Like it or not, value-based payments are here to stay.
Fam Pract Manag. 2016 Mar-Apr;23(2):5.
For 18 years, physicians labored under the Medicare physician payment formula called the Sustainable Growth Rate (SGR), which annually threatened physicians with cuts, sometimes greater than 20 percent, if physician spending exceeded growth of the Gross Domestic Product – which it always did. Every year Congress came to the “rescue” with short-term patches to head off the cuts. Then, in 2015, lawmakers finally laid the SGR to rest and gave us the Medicare Access and CHIP Reauthorization Act, or MACRA.
In this issue, Amy Mullins, MD, CPE, FAAFP, lays out the Act's basic principles in “Medicare Payment Reform: Making Sense of MACRA.” On the face of it, MACRA makes sense – consolidate the Physician Quality Reporting System, Meaningful Use, and the Value-Based Payment Modifier into a single quality program and further promote value-based care. The Triple Aim, after all, involves achieving higher quality health care for individuals and improving the health of populations while maintaining or reducing the per capita cost. Sounds good, right?
But the devil is in the details, and one troublesome detail is how the program pays physicians for quality in a new system known as MIPS (the Merit-Based Incentive Payment System).
MACRA offers two physician payment tracks – MIPS and the Alternative Payment Model (APM). Under MIPS, annual fee increases are frozen between 2019 and 2024, and each physician's payment rate is increased or decreased based on his or her performance relative to other physicians in the MIPS track. MIPS quality targets are set at the median of all physicians' performance, which means that half of physicians under this system will see annual pay cuts, no matter how well their performance might compare to external benchmarks. This approach keeps the system “budget neutral” but ignores the concept that the focus on quality improvement work will likely save the system money.

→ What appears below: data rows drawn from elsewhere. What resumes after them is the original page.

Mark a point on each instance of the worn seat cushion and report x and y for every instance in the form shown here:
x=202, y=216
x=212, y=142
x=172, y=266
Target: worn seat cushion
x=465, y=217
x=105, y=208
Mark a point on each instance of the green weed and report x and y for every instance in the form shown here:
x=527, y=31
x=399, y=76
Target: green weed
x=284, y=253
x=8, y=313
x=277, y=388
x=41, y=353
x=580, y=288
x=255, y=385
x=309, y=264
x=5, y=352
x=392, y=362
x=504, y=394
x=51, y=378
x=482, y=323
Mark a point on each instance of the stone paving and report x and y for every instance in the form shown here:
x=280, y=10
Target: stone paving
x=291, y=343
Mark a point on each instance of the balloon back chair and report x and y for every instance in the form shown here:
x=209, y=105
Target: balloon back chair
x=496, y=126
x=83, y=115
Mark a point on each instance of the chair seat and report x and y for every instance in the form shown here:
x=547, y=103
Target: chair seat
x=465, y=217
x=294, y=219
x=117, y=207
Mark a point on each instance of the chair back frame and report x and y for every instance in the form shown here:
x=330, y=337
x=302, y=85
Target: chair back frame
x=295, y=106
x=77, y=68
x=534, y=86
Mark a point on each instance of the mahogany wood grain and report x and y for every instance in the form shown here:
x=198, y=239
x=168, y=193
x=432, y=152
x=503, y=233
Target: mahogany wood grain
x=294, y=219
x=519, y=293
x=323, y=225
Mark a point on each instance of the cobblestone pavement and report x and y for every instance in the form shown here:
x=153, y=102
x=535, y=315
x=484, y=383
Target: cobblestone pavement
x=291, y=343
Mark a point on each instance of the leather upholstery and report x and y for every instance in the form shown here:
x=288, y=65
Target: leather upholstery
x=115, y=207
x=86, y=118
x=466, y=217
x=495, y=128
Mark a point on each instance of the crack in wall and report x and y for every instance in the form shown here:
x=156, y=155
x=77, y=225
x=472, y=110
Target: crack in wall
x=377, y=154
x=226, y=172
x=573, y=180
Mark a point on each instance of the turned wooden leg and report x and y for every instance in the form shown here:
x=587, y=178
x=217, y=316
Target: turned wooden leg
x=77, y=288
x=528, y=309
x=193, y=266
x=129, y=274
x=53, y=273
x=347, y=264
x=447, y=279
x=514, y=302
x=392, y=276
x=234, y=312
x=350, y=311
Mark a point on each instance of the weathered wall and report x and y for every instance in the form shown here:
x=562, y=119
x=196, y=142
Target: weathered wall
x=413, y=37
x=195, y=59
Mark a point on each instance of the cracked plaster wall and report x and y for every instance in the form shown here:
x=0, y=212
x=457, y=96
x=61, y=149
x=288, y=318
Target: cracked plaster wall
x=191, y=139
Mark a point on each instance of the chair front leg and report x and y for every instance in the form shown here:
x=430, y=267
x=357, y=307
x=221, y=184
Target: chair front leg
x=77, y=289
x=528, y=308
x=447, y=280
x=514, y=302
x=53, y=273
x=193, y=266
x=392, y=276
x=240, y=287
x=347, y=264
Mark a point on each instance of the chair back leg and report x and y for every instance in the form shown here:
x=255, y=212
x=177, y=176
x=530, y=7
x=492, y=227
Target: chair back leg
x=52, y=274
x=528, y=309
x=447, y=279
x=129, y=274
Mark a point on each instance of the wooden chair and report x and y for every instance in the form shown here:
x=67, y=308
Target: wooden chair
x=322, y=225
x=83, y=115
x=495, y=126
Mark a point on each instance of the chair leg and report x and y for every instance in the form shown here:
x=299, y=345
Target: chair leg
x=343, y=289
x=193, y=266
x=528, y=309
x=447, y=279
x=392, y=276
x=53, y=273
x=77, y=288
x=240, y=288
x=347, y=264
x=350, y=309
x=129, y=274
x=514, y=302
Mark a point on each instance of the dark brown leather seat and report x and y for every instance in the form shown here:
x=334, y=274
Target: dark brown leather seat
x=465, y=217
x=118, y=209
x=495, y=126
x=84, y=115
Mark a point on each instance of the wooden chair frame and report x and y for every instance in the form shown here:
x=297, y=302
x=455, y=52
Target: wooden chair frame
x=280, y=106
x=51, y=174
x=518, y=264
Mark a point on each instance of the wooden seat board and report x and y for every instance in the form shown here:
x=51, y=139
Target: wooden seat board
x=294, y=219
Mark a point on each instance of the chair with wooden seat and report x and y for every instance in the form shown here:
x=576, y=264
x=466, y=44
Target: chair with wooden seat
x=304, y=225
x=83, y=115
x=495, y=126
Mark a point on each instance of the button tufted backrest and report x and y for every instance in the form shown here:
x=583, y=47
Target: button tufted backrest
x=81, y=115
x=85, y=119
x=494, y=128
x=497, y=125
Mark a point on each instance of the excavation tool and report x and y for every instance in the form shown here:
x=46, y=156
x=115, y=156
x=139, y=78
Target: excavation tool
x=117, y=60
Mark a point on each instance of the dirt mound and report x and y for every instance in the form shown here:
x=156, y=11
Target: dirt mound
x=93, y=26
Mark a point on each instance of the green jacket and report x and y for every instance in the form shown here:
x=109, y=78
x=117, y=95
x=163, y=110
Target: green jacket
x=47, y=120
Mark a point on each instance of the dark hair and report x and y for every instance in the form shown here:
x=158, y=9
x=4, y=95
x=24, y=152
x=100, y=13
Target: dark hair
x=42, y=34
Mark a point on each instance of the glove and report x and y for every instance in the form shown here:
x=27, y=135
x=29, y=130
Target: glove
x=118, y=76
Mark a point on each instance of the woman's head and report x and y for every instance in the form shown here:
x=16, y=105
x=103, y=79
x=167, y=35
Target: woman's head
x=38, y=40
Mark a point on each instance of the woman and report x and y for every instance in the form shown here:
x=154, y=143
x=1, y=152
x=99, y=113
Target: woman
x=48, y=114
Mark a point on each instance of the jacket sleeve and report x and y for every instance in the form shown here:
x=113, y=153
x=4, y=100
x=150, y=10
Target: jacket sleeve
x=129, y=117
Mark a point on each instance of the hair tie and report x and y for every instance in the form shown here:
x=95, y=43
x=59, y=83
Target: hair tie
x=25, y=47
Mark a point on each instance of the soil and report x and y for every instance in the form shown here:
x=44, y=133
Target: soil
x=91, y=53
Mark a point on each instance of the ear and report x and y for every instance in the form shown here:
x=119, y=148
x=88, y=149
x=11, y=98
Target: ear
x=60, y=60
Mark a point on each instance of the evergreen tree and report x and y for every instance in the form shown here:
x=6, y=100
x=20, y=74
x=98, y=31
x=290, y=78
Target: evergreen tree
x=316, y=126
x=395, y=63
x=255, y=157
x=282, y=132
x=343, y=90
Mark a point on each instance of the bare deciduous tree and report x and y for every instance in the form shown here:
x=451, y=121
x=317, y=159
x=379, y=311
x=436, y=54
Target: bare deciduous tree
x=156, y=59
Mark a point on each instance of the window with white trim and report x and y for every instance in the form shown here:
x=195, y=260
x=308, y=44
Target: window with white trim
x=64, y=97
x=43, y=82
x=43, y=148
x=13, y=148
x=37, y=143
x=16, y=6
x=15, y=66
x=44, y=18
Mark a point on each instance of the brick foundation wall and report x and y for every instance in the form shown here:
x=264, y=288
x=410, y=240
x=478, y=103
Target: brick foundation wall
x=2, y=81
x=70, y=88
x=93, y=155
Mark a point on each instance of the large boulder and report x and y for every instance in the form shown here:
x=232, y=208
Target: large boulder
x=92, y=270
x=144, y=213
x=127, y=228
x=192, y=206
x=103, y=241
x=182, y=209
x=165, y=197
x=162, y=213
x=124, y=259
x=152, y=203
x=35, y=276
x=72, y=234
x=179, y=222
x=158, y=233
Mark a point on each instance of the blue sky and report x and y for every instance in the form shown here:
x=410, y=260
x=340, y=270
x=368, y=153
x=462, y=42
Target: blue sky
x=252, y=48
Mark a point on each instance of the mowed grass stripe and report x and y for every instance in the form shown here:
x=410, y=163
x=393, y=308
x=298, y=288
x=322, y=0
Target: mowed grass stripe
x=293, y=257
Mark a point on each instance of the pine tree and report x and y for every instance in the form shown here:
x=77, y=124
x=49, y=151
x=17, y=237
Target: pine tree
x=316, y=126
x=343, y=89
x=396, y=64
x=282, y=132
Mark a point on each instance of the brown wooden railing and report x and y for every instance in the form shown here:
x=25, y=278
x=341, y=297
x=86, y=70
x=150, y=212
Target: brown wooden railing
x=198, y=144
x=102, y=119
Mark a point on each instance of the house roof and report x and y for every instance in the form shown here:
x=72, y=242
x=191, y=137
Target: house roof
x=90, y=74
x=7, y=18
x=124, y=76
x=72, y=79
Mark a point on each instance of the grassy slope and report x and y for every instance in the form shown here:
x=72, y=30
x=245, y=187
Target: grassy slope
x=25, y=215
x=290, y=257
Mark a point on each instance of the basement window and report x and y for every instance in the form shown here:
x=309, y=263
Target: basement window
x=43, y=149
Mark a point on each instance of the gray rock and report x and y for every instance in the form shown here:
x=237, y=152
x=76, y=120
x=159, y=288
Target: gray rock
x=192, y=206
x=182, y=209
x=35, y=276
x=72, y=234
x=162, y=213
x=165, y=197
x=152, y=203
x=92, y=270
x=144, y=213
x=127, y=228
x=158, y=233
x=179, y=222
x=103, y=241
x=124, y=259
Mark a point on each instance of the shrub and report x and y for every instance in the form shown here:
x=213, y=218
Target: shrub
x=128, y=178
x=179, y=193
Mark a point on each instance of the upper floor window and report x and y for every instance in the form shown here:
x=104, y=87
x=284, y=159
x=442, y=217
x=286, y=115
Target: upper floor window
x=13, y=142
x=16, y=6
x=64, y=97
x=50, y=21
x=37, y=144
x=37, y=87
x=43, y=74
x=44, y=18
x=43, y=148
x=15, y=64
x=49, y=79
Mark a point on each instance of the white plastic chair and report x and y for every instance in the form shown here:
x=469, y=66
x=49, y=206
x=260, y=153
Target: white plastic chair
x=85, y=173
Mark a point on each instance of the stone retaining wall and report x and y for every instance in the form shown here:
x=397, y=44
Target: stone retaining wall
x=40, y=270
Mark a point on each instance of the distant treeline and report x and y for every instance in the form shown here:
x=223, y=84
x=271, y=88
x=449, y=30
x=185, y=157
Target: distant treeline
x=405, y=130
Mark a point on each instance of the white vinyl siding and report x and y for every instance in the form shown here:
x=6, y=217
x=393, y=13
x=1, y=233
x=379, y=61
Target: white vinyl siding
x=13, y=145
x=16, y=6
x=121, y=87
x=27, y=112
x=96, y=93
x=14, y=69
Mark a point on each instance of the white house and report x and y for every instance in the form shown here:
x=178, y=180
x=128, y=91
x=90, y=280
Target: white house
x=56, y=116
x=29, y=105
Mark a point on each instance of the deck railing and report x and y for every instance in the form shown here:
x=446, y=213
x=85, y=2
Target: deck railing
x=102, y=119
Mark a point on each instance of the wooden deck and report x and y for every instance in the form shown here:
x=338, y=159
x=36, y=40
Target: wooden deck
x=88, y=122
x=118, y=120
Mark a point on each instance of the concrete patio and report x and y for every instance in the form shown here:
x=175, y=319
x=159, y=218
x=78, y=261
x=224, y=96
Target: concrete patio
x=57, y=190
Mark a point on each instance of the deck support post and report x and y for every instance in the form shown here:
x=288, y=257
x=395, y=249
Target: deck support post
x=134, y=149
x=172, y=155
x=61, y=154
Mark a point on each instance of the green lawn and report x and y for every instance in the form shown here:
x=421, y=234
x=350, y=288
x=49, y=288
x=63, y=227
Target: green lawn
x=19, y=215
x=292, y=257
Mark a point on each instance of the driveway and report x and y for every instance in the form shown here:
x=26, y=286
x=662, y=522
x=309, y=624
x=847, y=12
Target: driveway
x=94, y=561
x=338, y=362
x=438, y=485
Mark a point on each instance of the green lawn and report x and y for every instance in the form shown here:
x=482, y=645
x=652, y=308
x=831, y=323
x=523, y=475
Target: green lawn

The overall incentives in MACRA favor the APM track (think “accountable care organization”) and becoming a patient-centered medical home (PCMH). APM physicians will receive a 5 percent pay bump annually between 2019 and 2025 and won't face the MIPS' potential performance bonuses and penalties. Plus, a higher fee schedule will take effect in 2026. But APMs have to “take risk,” which is still undefined. The risk requirement will be waived if your practice is a recognized PCMH, another definition that is still pending. Being a PCMH also gets you higher quality points under MIPS.
So what can we do? First, we can challenge MIPS' approach to quality payments. If the Centers for Medicare & Medicaid Services (CMS) isn't going to share the savings with the MIPS crowd, it should pay a fair fee-for-service rate but withhold 20 percent to 30 percent of payments for a quality payment pool and then distribute the pool based on performance pegged to reasonable benchmarks. Yes, as more folks achieve quality targets the individual quality rewards will shrink, but that is preferable to penalizing half of physicians for being “below average.”
Second, we can challenge how CMS defines “risk-bearing.” Most accountable care organization owners think the millions of dollars they invest annually with no guarantee of return is risky enough, but CMS hasn't seen it that way.
Finally, we can carefully evaluate the PCMH requirements when they are spelled out in the regulations. The current National Committee for Quality Assurance approach to recognizing PCMHs requires elaborate documentation and rewards form over function, which is not the best approach in my opinion.
Where Medicare goes, other insurers follow.
MACRA is our future. Full implementation is almost three years away, but the regulations will unfold this year in the federal rulemaking process. Now is the time for physicians to challenge aspects of the law that don't seem well designed or fair.